Ellsbury prefers to forget the past and hold the future at arm's length for now. He's living in the moment, enjoying his newfound status as a clutch hitter after delivering back-to-back walk-off hits last week against Cleveland and driving in six runs in Saturday's win over the Yankees. Aside from the time he spends with Jed Lowrie, his longtime trusted friend, Ellsbury keeps to himself, for the most part, in the clubhouse.

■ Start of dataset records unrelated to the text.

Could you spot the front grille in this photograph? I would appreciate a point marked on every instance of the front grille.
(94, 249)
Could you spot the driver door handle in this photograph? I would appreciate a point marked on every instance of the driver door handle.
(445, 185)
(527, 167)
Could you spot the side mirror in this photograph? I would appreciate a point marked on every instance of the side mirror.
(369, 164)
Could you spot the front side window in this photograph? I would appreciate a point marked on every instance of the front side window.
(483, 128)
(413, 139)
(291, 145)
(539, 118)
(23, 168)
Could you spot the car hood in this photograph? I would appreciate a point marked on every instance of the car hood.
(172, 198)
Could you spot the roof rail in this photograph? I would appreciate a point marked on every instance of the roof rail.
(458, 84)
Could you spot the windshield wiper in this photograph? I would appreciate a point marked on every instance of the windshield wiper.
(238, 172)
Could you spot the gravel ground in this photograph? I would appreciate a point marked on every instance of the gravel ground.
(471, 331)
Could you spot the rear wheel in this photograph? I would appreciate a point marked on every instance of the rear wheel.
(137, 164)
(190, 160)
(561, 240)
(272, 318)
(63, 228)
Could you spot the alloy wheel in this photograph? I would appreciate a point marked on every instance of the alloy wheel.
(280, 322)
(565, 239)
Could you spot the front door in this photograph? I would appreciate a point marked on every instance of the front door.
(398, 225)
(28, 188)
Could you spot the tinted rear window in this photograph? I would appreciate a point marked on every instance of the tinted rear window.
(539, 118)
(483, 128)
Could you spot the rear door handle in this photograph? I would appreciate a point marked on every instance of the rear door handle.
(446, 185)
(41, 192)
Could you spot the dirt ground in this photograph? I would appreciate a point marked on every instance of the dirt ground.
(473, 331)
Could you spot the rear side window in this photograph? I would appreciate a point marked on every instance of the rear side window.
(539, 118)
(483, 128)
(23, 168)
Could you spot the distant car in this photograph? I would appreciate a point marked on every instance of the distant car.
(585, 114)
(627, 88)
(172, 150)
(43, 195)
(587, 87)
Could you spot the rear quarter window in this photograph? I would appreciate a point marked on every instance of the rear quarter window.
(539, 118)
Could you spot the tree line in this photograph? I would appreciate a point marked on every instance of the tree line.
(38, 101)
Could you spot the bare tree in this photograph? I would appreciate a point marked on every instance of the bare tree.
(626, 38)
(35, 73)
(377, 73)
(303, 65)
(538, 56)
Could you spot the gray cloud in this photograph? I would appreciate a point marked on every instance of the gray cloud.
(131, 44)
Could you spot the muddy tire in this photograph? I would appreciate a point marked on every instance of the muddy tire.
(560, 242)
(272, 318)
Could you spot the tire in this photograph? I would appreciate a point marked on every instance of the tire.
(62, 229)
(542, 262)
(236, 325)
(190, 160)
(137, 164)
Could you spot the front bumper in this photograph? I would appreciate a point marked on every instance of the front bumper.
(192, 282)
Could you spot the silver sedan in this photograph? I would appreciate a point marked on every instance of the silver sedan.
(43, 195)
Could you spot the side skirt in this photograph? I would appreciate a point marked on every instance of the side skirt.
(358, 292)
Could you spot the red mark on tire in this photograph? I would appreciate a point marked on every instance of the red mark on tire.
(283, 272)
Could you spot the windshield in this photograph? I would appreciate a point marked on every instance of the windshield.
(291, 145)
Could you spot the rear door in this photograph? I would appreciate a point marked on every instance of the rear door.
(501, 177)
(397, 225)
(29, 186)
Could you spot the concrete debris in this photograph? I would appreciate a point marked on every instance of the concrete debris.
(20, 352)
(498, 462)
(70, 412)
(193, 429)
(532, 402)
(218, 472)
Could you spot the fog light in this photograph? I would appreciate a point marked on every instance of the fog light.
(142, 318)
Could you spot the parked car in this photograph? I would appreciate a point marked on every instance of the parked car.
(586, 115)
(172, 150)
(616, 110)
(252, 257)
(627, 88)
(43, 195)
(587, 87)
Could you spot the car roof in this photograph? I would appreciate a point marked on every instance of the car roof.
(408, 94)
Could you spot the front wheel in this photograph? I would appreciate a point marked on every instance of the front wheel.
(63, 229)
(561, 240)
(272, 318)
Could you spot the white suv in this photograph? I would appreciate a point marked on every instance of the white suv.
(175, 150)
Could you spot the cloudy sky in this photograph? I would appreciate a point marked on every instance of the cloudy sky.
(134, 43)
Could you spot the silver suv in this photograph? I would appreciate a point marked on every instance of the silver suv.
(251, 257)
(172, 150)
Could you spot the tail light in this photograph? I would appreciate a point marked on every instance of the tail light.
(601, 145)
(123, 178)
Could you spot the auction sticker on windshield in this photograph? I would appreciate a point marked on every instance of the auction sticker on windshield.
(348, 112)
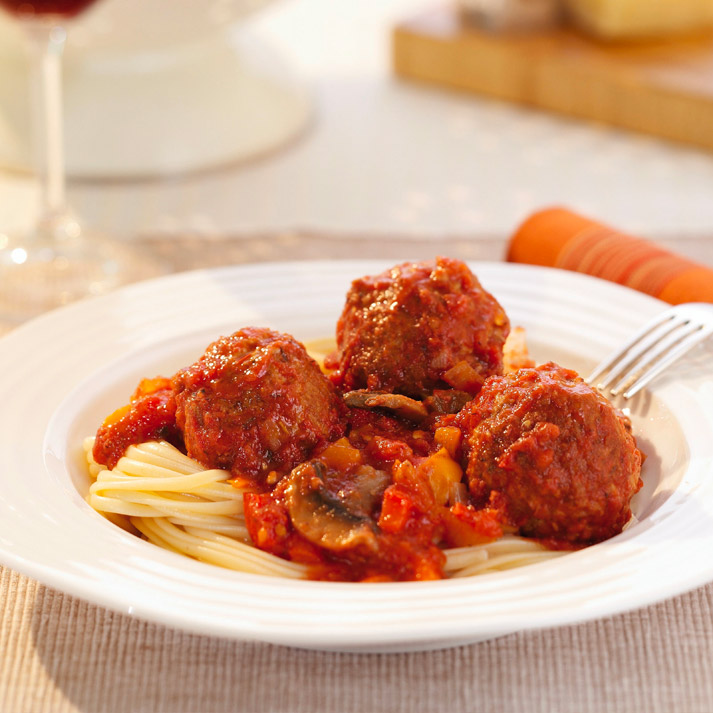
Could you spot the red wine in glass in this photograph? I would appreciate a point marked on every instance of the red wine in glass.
(56, 261)
(60, 8)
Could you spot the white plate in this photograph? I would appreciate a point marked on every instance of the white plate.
(61, 374)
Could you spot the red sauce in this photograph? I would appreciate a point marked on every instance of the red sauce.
(361, 493)
(149, 416)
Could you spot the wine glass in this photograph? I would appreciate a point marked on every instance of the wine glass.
(56, 261)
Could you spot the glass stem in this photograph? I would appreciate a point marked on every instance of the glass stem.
(48, 40)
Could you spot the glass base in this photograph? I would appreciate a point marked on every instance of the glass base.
(39, 272)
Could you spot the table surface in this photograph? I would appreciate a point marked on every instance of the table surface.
(388, 169)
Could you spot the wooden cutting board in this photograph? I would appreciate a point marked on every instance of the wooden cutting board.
(663, 88)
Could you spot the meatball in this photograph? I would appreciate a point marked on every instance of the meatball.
(417, 327)
(558, 454)
(256, 402)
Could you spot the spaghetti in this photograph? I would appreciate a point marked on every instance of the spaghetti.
(169, 499)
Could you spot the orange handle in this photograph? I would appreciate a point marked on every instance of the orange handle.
(557, 237)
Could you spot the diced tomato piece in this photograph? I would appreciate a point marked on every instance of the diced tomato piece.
(466, 526)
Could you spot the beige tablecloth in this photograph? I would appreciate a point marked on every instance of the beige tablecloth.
(59, 654)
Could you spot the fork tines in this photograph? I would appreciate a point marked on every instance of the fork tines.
(657, 345)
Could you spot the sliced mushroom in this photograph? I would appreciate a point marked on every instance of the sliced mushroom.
(447, 401)
(321, 516)
(401, 405)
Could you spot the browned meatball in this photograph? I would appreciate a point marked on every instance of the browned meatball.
(558, 453)
(255, 402)
(417, 327)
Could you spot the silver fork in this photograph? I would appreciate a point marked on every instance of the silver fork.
(657, 345)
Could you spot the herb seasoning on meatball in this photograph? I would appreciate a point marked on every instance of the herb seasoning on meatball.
(419, 327)
(256, 403)
(557, 453)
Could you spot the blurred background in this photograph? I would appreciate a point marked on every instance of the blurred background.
(232, 118)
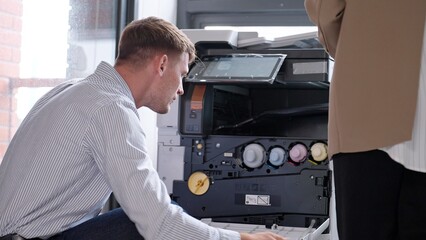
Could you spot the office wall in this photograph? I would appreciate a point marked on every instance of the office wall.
(165, 9)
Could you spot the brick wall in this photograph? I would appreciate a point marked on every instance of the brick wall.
(10, 43)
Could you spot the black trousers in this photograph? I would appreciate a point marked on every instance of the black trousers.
(377, 198)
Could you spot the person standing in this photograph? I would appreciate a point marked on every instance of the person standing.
(83, 141)
(377, 115)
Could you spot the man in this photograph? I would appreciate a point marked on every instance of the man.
(377, 131)
(83, 140)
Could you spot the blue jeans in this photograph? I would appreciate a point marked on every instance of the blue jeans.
(111, 225)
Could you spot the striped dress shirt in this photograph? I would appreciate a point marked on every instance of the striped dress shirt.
(80, 142)
(412, 154)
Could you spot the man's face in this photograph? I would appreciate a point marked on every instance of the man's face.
(170, 84)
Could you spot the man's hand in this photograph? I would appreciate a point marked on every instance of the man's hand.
(261, 236)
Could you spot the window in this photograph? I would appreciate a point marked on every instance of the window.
(46, 42)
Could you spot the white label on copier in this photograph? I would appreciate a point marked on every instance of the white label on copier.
(259, 200)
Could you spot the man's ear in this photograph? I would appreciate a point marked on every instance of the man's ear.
(162, 64)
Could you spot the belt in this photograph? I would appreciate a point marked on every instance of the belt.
(16, 237)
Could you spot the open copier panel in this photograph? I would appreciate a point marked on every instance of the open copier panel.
(254, 127)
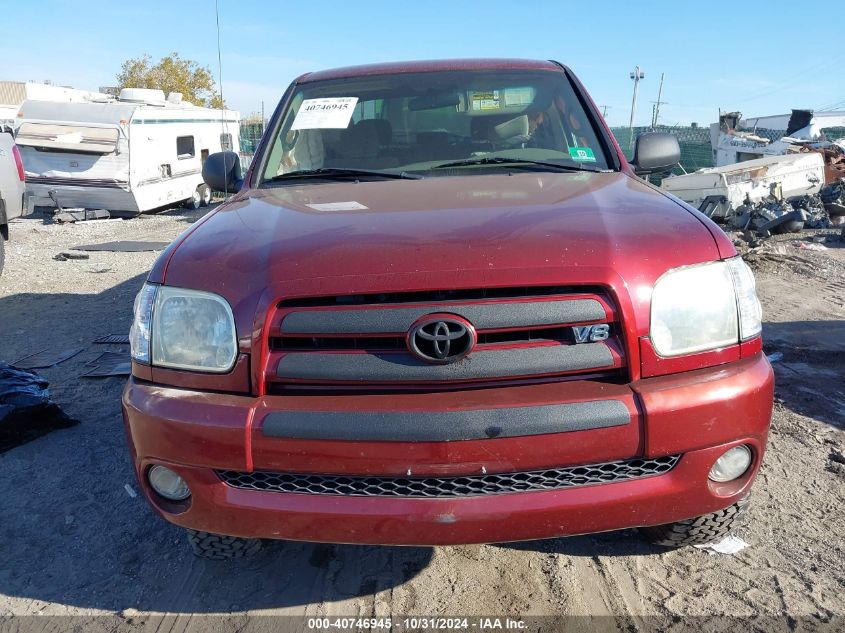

He was pleased at the genuine support his teammates afforded him when he was selected for the All-Star team. "I really felt like they had my back," he said.

There has been no epiphany over his lost season. He hasn't changed all that much, his teammates say. Jacoby still loves Nike, and Oregon, and stealing bases.

"A lot of guys in this room have talent," Youkilis said. "You can either stay the same, or get better. If you stay the same, you're done. There's tons of guys who come in, have a great year, then sit back on it.

"The whole thing with Jacoby is through all his ups and downs he's come out better, more consistent, more trusting."

Epstein looks at the numbers and the production, and claims, "If Jacoby can repeat a year like this one, then he will be among an elite group of players."

Boras will surely argue he's already there. Ellsbury will leave it up to them to quibble over his place in the game's hierarchy. He's back in uniform, feet planted firmly on the ground, swinging at offerings that look as big as beach balls.

And nothing hurts.

Jackie MacMullan is a columnist for ESPNBoston.com.